Kallak is included in condensed financial statements as at 30 September 2017 as an intangible exploration licence with a carrying value of £6,818,693. Management are required to consider whether there are events or changes in circumstances that indicate that the carrying value of this asset may not be recoverable.

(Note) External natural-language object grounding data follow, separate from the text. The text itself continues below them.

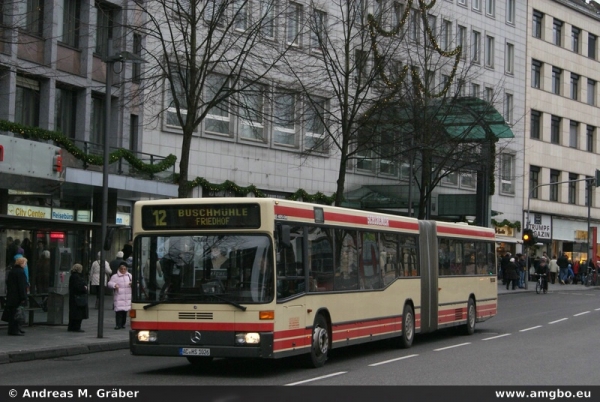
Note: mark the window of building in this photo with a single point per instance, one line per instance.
(592, 43)
(318, 37)
(97, 122)
(590, 138)
(591, 92)
(461, 40)
(538, 19)
(30, 16)
(241, 9)
(509, 61)
(136, 68)
(315, 139)
(217, 120)
(575, 33)
(536, 74)
(557, 32)
(508, 108)
(446, 34)
(510, 11)
(251, 112)
(534, 181)
(555, 130)
(536, 125)
(475, 46)
(507, 178)
(554, 178)
(475, 90)
(104, 28)
(573, 133)
(267, 28)
(294, 18)
(284, 125)
(397, 14)
(65, 111)
(556, 74)
(27, 102)
(573, 188)
(489, 51)
(574, 86)
(68, 22)
(490, 7)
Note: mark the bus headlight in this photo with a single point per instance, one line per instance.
(147, 336)
(250, 338)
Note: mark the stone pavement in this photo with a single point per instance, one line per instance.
(44, 341)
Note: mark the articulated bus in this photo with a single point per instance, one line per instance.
(270, 278)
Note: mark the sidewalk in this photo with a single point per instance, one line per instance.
(44, 341)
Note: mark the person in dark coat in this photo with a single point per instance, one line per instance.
(512, 274)
(77, 286)
(16, 295)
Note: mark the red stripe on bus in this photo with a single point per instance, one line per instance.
(465, 232)
(202, 326)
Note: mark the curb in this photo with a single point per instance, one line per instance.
(51, 353)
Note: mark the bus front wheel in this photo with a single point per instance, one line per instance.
(319, 347)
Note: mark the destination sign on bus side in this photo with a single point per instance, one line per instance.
(194, 216)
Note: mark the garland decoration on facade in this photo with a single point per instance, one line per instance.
(90, 159)
(239, 191)
(506, 222)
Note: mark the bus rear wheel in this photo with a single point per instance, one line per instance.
(469, 327)
(319, 347)
(199, 361)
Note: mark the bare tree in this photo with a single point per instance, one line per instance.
(209, 59)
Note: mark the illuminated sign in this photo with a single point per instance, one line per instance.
(191, 216)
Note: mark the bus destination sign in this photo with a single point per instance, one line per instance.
(196, 216)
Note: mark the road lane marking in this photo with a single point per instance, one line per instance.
(451, 347)
(316, 378)
(554, 322)
(392, 360)
(495, 337)
(529, 329)
(577, 315)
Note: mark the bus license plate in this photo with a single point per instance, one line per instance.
(194, 352)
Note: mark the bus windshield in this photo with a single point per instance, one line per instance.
(231, 268)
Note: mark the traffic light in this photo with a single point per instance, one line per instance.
(528, 237)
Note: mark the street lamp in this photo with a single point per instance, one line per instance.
(110, 61)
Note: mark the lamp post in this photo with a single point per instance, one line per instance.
(110, 61)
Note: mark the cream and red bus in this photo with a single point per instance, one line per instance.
(271, 278)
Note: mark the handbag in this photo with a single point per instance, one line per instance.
(20, 315)
(81, 300)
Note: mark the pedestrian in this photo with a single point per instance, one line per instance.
(121, 285)
(16, 296)
(78, 308)
(553, 266)
(511, 274)
(95, 277)
(114, 264)
(563, 264)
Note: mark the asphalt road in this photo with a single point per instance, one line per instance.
(535, 339)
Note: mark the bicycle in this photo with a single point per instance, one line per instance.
(541, 284)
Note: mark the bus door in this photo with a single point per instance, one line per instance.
(429, 276)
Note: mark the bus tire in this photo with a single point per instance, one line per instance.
(405, 340)
(319, 347)
(199, 361)
(469, 327)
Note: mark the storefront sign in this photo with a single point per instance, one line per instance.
(63, 214)
(28, 211)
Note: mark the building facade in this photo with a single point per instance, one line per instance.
(562, 122)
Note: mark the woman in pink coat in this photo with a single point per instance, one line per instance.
(121, 285)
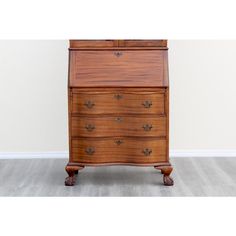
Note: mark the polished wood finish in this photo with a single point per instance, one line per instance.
(110, 126)
(74, 44)
(117, 68)
(118, 105)
(119, 101)
(118, 150)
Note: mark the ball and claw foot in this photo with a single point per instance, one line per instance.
(70, 181)
(72, 171)
(168, 181)
(166, 170)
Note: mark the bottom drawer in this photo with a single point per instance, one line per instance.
(119, 150)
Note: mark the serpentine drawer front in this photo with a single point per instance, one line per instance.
(118, 105)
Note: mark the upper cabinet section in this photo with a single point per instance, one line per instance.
(118, 63)
(79, 44)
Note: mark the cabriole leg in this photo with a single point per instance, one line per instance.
(166, 171)
(71, 171)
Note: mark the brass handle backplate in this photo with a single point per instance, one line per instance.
(147, 151)
(147, 104)
(89, 104)
(119, 142)
(147, 127)
(118, 54)
(90, 150)
(118, 96)
(90, 127)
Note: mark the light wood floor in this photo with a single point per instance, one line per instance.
(192, 176)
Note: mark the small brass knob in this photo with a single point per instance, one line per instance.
(118, 96)
(147, 127)
(147, 104)
(118, 54)
(119, 142)
(90, 127)
(147, 151)
(90, 150)
(119, 119)
(89, 104)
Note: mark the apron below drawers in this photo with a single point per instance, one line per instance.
(119, 150)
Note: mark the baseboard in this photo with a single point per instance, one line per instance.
(173, 154)
(203, 153)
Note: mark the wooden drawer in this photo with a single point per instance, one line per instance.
(118, 150)
(109, 102)
(104, 126)
(117, 68)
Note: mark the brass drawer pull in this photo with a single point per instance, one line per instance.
(147, 127)
(89, 104)
(118, 54)
(118, 96)
(119, 142)
(119, 119)
(147, 151)
(90, 150)
(90, 127)
(147, 104)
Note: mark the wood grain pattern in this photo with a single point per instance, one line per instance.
(116, 101)
(117, 43)
(118, 105)
(129, 151)
(110, 126)
(116, 68)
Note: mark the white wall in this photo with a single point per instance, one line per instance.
(33, 95)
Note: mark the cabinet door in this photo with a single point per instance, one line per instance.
(117, 68)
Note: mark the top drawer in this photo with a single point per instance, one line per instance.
(115, 101)
(118, 68)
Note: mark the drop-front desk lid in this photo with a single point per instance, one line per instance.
(118, 63)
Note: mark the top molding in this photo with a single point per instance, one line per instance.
(80, 44)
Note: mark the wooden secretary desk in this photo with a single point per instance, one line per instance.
(118, 105)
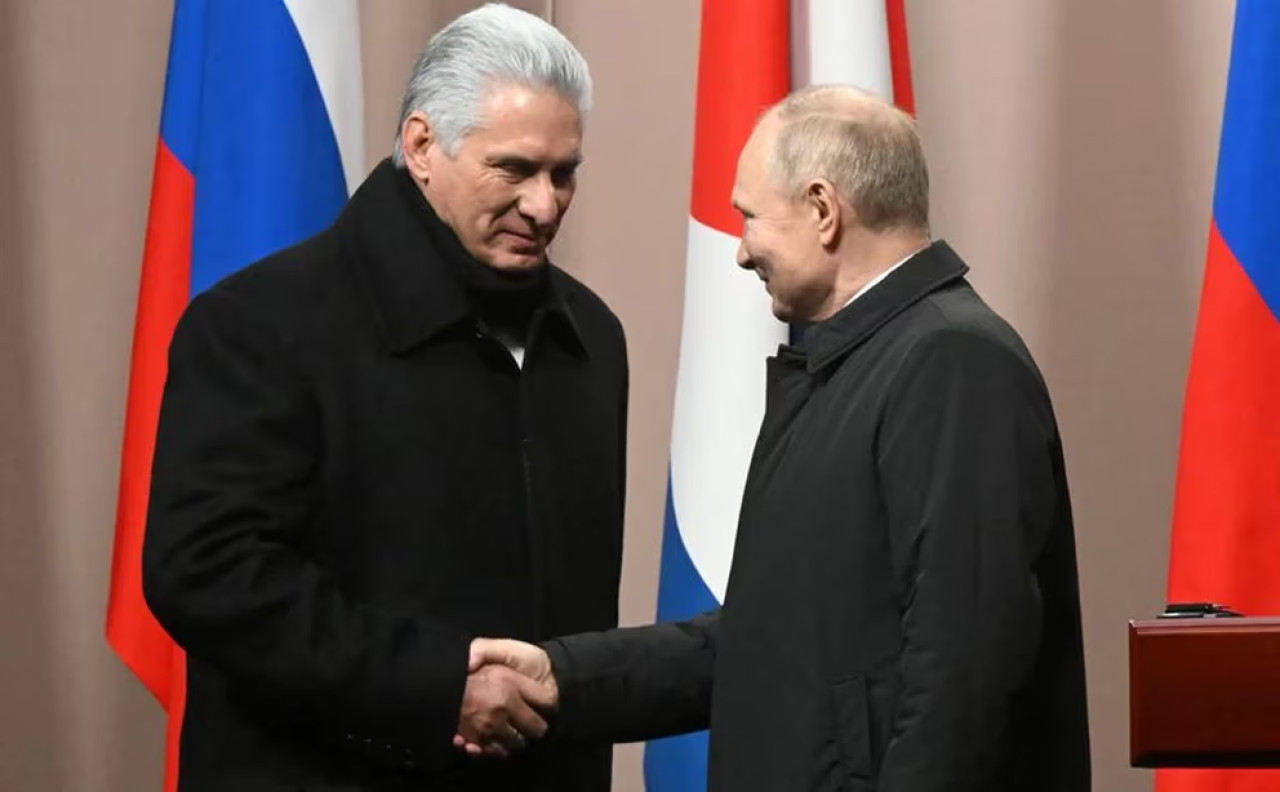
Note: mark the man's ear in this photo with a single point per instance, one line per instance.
(823, 202)
(417, 137)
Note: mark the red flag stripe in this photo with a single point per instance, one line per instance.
(732, 91)
(131, 628)
(900, 56)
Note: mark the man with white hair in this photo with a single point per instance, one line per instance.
(400, 434)
(903, 609)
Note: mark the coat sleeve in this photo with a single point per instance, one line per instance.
(967, 463)
(635, 682)
(225, 571)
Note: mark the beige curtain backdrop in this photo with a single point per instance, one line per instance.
(1073, 146)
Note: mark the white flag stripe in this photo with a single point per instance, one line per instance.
(330, 35)
(728, 332)
(846, 41)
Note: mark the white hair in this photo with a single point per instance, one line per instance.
(492, 45)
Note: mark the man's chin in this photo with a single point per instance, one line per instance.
(517, 261)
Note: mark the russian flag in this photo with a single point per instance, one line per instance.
(260, 146)
(1226, 508)
(753, 53)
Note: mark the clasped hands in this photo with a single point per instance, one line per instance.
(510, 687)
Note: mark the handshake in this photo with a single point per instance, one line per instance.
(510, 687)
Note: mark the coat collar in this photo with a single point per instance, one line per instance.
(927, 271)
(415, 296)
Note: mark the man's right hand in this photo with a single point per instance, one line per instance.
(498, 710)
(529, 669)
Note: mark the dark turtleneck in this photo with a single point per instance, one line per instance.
(504, 300)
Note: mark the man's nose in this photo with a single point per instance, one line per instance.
(538, 201)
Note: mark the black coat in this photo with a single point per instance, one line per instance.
(352, 479)
(903, 608)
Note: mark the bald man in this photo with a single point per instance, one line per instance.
(903, 609)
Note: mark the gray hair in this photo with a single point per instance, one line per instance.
(492, 45)
(864, 146)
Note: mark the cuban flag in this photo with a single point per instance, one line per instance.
(260, 146)
(753, 53)
(1226, 508)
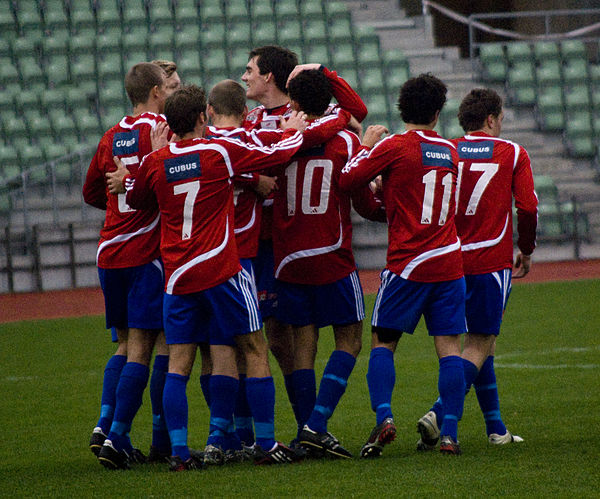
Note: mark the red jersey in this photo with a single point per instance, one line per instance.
(262, 118)
(490, 172)
(129, 237)
(191, 181)
(311, 216)
(419, 170)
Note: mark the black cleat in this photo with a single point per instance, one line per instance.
(321, 444)
(113, 459)
(97, 440)
(194, 462)
(279, 454)
(381, 435)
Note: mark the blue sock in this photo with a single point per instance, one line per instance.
(112, 373)
(261, 398)
(305, 392)
(288, 381)
(160, 434)
(130, 391)
(381, 378)
(205, 387)
(223, 393)
(451, 385)
(487, 395)
(332, 387)
(242, 415)
(176, 413)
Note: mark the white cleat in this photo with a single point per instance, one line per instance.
(428, 429)
(507, 438)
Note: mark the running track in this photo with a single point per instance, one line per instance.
(89, 301)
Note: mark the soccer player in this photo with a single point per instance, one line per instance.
(317, 282)
(208, 295)
(423, 274)
(131, 276)
(491, 172)
(266, 77)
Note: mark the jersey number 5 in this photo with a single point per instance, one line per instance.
(190, 189)
(291, 174)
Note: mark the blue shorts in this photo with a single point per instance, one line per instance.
(264, 267)
(487, 296)
(215, 315)
(338, 303)
(400, 303)
(133, 296)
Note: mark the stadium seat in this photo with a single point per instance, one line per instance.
(546, 51)
(238, 35)
(548, 74)
(314, 32)
(518, 52)
(213, 36)
(572, 49)
(289, 32)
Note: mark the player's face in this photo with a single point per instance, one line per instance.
(172, 84)
(256, 85)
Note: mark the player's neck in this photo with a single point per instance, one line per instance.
(275, 99)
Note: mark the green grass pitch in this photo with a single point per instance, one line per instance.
(548, 362)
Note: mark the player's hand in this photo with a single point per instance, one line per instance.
(355, 126)
(114, 180)
(266, 185)
(376, 185)
(298, 69)
(373, 135)
(296, 120)
(159, 135)
(522, 265)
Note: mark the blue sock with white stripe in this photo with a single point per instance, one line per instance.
(205, 387)
(176, 413)
(223, 392)
(130, 391)
(487, 395)
(108, 402)
(305, 391)
(261, 398)
(332, 387)
(381, 378)
(242, 414)
(451, 385)
(160, 434)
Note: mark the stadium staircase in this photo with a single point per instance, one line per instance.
(62, 64)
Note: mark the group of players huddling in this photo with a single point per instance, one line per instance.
(213, 229)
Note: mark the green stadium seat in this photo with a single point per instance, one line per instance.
(343, 57)
(548, 73)
(213, 36)
(237, 12)
(573, 49)
(340, 31)
(264, 34)
(546, 51)
(261, 11)
(314, 32)
(518, 52)
(289, 32)
(211, 12)
(311, 10)
(238, 35)
(57, 70)
(575, 72)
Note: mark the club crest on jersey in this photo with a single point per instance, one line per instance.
(182, 167)
(126, 143)
(476, 150)
(436, 155)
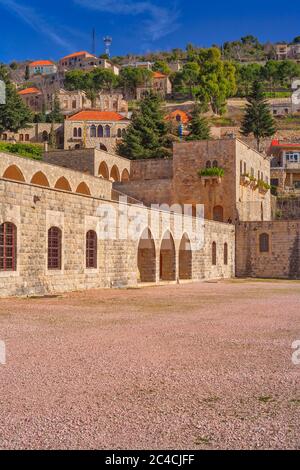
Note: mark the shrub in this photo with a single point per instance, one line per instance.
(33, 151)
(214, 171)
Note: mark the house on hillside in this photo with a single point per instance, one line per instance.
(94, 129)
(42, 67)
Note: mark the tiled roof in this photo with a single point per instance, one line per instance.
(77, 54)
(40, 63)
(29, 91)
(184, 117)
(158, 75)
(276, 143)
(94, 115)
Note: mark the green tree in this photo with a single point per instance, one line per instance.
(147, 136)
(132, 77)
(161, 66)
(27, 73)
(14, 115)
(258, 119)
(92, 83)
(199, 127)
(190, 76)
(246, 75)
(217, 80)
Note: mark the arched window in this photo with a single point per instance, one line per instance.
(91, 250)
(214, 254)
(107, 131)
(8, 247)
(100, 131)
(218, 214)
(54, 248)
(264, 243)
(93, 131)
(14, 173)
(225, 254)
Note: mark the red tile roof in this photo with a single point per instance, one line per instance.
(276, 143)
(29, 91)
(38, 63)
(184, 117)
(94, 115)
(77, 54)
(158, 75)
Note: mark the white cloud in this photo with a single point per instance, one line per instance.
(39, 24)
(160, 21)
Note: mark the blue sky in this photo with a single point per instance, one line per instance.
(36, 29)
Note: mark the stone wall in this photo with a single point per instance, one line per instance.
(43, 174)
(151, 169)
(36, 133)
(93, 161)
(86, 141)
(34, 210)
(282, 260)
(155, 191)
(238, 202)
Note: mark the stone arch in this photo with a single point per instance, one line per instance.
(100, 131)
(103, 147)
(63, 184)
(40, 179)
(214, 254)
(146, 257)
(185, 258)
(14, 173)
(167, 269)
(115, 174)
(103, 171)
(45, 136)
(107, 131)
(125, 175)
(83, 188)
(218, 214)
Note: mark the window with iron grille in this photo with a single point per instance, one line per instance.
(264, 241)
(225, 254)
(214, 254)
(54, 248)
(91, 250)
(8, 247)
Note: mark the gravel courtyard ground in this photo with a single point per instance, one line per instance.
(196, 366)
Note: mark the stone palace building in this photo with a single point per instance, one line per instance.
(85, 218)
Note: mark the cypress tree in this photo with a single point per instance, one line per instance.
(258, 119)
(147, 135)
(199, 126)
(14, 114)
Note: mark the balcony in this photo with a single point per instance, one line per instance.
(292, 165)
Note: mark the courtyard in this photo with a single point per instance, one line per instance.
(193, 366)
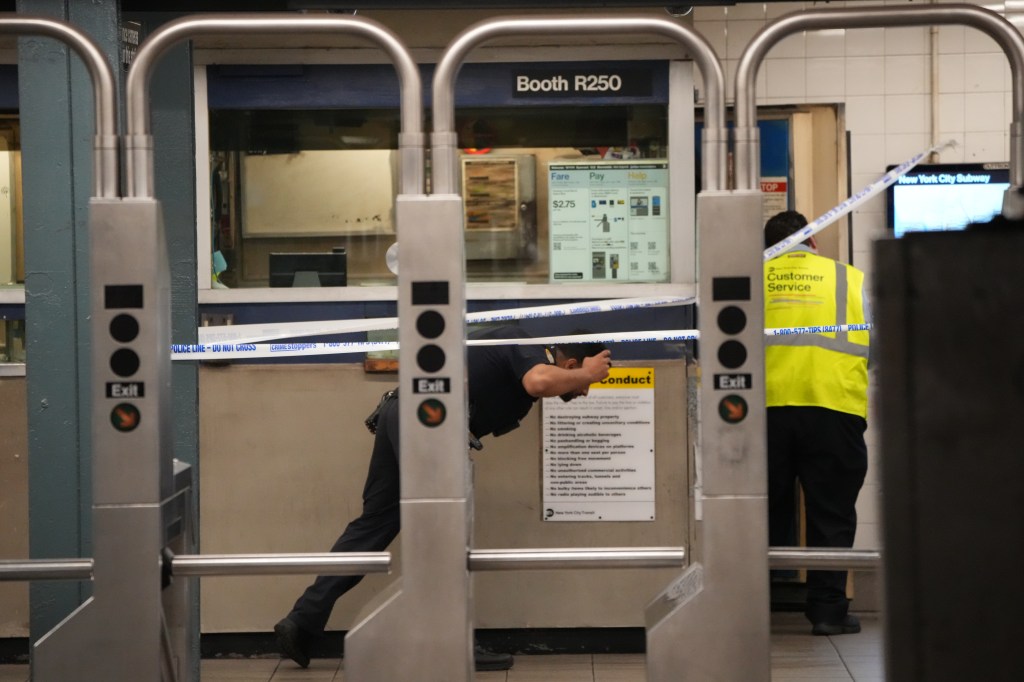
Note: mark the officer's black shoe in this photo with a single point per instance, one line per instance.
(293, 641)
(848, 626)
(485, 659)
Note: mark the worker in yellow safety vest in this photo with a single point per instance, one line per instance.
(816, 396)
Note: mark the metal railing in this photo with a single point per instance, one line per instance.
(358, 563)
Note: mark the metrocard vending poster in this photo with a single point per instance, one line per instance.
(598, 459)
(608, 220)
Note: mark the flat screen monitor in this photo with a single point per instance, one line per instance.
(309, 269)
(943, 197)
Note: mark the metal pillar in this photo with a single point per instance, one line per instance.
(139, 144)
(712, 623)
(950, 436)
(662, 641)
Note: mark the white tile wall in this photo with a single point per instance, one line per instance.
(883, 79)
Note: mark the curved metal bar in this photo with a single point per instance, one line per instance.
(828, 559)
(104, 165)
(46, 569)
(322, 563)
(998, 29)
(443, 142)
(543, 559)
(138, 139)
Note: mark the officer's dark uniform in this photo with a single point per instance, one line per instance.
(497, 403)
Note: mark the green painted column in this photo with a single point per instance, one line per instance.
(57, 127)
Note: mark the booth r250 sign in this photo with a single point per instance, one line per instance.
(582, 82)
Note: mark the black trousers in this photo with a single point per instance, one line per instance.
(372, 531)
(824, 450)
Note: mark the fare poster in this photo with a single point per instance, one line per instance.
(608, 220)
(598, 452)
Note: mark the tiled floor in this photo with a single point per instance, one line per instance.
(796, 656)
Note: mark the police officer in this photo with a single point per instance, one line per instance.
(816, 387)
(504, 382)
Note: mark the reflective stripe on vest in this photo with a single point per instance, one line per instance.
(827, 370)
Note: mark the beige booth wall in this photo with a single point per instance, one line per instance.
(283, 459)
(13, 502)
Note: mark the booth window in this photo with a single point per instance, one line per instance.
(304, 181)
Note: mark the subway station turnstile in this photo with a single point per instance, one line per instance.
(709, 624)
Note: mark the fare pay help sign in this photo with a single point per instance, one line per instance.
(599, 452)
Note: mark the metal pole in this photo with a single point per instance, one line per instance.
(104, 175)
(443, 142)
(998, 29)
(325, 563)
(545, 559)
(823, 558)
(138, 139)
(46, 569)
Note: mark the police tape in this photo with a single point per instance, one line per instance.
(248, 334)
(822, 329)
(218, 351)
(853, 202)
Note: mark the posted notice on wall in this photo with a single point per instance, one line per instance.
(599, 452)
(608, 220)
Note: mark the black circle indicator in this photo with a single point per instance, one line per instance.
(732, 409)
(125, 417)
(732, 354)
(124, 361)
(430, 324)
(124, 328)
(431, 413)
(430, 357)
(731, 320)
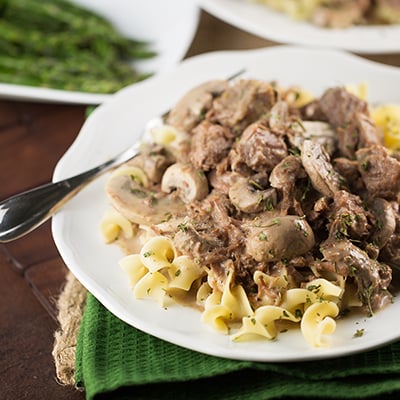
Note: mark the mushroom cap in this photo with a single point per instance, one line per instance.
(141, 205)
(190, 183)
(280, 238)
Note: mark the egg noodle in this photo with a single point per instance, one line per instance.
(337, 13)
(160, 271)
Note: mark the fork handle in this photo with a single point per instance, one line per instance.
(23, 212)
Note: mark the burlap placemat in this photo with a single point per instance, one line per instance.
(70, 304)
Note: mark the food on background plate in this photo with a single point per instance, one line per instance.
(59, 45)
(339, 13)
(263, 207)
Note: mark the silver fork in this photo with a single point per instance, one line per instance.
(23, 212)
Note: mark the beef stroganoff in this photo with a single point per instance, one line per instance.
(263, 207)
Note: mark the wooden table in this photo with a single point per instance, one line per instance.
(33, 136)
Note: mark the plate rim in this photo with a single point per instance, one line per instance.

Management have considered the status of the application for the Exploitation Concession and in their judgement, they believe it is appropriate to be optimistic about the chances of being awarded the Exploitation Concession and thus have not impaired the project.

6. Availability of interim report

A copy of these results will be made available for inspection at the Company’s registered office during normal business hours on any weekday. The Company’s registered office is at 201 Temple Chambers, 3-7 Temple Avenue, London, EC4Y 0DT. A copy can also be downloaded from the Company’s website at www.beowulfmining.com. Beowulf Mining plc is registered in England and Wales with registered number 02330496.